Des travailleurs de l’ombre
« Nous ne rencontrons pas directement les bénéficiaires, mais nous savons que derrière chaque financement obtenu, il y a des personnes qui vont être accompagnées. » David sourit lorsqu’il se décrit comme un « travailleur de l’ombre ». Son quotidien est fait de dossiers, de règlements européens, de réunions de travail et d’échanges avec les services du Département ou les associations partenaires. Mais sa mission ne consiste pas seulement à rechercher des financements. Il faut aussi sécuriser leur utilisation, s’assurer que les règles européennes sont respectées, accompagner les structures bénéficiaires et simplifier au maximum des démarches souvent perçues comme complexes. « Il faut se mettre à leur place, l_eur métier, c’est d’accompagner des personnes. Pas de devenir spécialistes de la réglementation européenne._ »

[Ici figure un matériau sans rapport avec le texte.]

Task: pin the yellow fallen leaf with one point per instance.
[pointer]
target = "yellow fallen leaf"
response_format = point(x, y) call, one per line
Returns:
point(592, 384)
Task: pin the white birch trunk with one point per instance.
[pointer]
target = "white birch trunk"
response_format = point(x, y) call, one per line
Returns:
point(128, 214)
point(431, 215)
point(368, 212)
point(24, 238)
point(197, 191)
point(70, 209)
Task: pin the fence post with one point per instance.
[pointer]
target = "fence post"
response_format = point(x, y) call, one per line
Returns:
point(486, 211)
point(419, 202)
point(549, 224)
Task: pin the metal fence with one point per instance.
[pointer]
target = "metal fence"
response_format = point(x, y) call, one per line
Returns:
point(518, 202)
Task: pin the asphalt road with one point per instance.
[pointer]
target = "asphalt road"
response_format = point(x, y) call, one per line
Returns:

Autour de François Ben, David et Vincent Tupinier jouent ainsi un rôle de facilitateur entre l’Europe, le Département et les structures qui interviennent sur le terrain.
Aller chercher de nouveaux moyens
Depuis plusieurs années, le Département du Pas-de-Calais a fait le choix d’utiliser les financements européens pour renforcer ses politiques de solidarité. Lorsque les programmes européens se sont ouverts à l’inclusion sociale et à la protection de l’enfance, l’équipe s’est rapidement mobilisée. « Il a fallu convaincre, expliquer, démontrer que ces financements pouvaient répondre à des besoins très concrets. »
Le Département a même été l’un des premiers à s’engager dans cette voie, entraînant progressivement d’autres collectivités dans la même dynamique. Résultat : les financements européens mobilisés sont passés d’environ 23 millions d’euros sur la programmation 2007-2013 à près de 60 millions d’euros sur la période 2021-2027.
Derrière ces chiffres, ce sont des projets qui ont pu voir le jour ou être renforcés : dispositifs d’insertion, accompagnement vers l’emploi, solutions de mobilité, actions menées avec les Restos du Cœur ou encore accompagnement renforcé de jeunes confiés à l’aide sociale à l’enfance.
Quand les chiffres deviennent des visages
Même s’il travaille principalement depuis son bureau, David tient à garder un lien avec la réalité du terrain. Avec ses collègues, il participe régulièrement à des visites de structures financées grâce aux crédits européens. Une rencontre avec les Restos du Cœur, un chantier d’insertion ou un dispositif lié au Canal Seine-Nord Europe permet de mesurer concrètement l’impact des financements obtenus. « Les témoignages des personnes accompagnées, c’est un peu la récompense collective de notre travail. » Ces moments donnent un visage aux lignes budgétaires et rappellent que derrière chaque dossier se trouvent des personnes qui retrouvent un emploi, gagnent en autonomie ou bénéficient d’un accompagnement adapté.
Une autre manière d’être utile
Pour David, l’utilité ne se mesure pas au nombre de personnes rencontrées chaque jour. Elle se trouve dans les moyens qu’il parvient à mobiliser pour les autres.
Son équipe a notamment contribué au financement de mesures éducatives renforcées permettant d’accompagner davantage d’enfants et de familles en difficulté. D’autres dispositifs soutiennent la mobilité, l’insertion professionnelle ou l’inclusion sociale.
« Nous avons les pieds dans les règlements européens, mais les yeux tournés vers le terrain. »
Une formule qui résume bien ce métier méconnu mais essentiel. Car si les travailleurs sociaux, les éducateurs ou les associations sont en première ligne auprès des habitants, encore faut-il que les moyens existent pour leur permettre d’agir.
Et c’est précisément là que commence le travail de David et de ses collègues.